The rest of Hard Eight takes place two years later in Reno, when Sydney and John are surrogate father and son. Hanging out in gambling dives, their game gets more complicated with the arrival of a love interest in trashy casino waitress Clementine (Gwyneth Paltrow) and John’s seedy security enforcer buddy Jimmy (Samuel L. Jackson) brought into the fold.
Although it might not hit the three-hour running time of Magnolia, Anderson stays true to formula and doesn’t rush things in Hard Eight. During the first half, virtually nothing happens, with characters getting to know each other for the first time just like the audience is. Hall is fantastic as the laconic and comfortingly stoic Sydney, perfectly matched with the underrated Reilly marvellously portraying the lost man child at his side. Paltrow brings the melodrama as the femme fatale destined to mess things up, and even Samuel L. ‘I’m the luckiest bad-actor in the world’ Jackson gives perfect comic relief as the straight-talking Jimmy. These are four very strongly presented, contrasting characters working harmoniously together, with such patient exposition leading into the noir-like second half building the momentum to the film’s fatal conclusion.

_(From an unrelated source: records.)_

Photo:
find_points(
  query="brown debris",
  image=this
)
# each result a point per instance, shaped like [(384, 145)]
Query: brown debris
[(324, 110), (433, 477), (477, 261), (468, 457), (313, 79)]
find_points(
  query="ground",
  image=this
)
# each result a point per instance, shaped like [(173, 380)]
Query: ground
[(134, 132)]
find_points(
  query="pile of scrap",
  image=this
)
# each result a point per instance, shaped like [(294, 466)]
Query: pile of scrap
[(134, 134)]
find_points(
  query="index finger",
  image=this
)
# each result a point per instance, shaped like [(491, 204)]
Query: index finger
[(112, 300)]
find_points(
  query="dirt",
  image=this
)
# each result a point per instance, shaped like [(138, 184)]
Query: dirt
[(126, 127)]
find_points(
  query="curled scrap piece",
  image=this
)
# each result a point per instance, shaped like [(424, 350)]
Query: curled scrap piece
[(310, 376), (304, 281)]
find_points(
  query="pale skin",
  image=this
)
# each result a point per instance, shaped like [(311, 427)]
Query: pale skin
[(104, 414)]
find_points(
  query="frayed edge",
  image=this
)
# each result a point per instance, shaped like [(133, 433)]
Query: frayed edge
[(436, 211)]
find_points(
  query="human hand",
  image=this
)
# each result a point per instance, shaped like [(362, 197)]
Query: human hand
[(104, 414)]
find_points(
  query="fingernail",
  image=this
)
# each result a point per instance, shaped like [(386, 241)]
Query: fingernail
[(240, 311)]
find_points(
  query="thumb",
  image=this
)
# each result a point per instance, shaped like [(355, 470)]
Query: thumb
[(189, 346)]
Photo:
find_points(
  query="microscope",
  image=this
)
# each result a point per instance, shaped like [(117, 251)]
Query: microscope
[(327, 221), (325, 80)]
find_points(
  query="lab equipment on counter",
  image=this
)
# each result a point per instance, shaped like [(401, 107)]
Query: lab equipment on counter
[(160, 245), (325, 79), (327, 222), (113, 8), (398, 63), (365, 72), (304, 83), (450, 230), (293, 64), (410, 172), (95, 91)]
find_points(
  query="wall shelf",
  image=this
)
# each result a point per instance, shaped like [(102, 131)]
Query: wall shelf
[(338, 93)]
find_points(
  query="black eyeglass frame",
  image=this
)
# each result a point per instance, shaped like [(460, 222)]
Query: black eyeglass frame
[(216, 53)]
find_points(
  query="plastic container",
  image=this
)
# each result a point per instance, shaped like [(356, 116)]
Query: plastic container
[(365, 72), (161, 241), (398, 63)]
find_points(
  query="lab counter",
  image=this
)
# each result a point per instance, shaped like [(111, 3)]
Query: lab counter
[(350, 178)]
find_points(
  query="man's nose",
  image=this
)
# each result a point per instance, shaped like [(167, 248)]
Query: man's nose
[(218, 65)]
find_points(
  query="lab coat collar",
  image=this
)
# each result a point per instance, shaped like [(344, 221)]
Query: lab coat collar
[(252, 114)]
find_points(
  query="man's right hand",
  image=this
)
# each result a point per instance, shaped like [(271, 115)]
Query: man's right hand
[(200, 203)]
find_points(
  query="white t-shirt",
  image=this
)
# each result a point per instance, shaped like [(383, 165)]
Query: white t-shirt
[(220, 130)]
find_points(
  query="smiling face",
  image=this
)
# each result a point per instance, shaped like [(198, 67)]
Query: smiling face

The movie flaunts fluid cinematography by Robert Elswit, who manages a few dazzling tracking shots, which also will become a staple of Anderson today. And aside from those onscreen performances and glorious display, the original music score from Michael Penn and PTA-regular Jon Brion is diverse and engrossing; with the glamorous casinos soundtracked by lounge muzak which is both familiar and unnerving. This audio-visual interplay reveals the films themes of despair and loneliness, with all four characters gambling their stagnant lifestyles in a chance to get that one last big win.
Even with it’s downtrodden atmosphere and zingy crime-caper dialogue, Hard Eight doesn’t quite resonate through time alongside Paul Thomas Anderson’s exceptional body of work. Light on plotting, big on moody personality, it is ostensibly an accomplished debut feature from a filmmaker with an eye and heart for great cinema.
Hard Eight is available on DVD & Blu-ray in all good stores. You’ll probably find it streaming on NetFlix/Hulu too, if you’re lucky.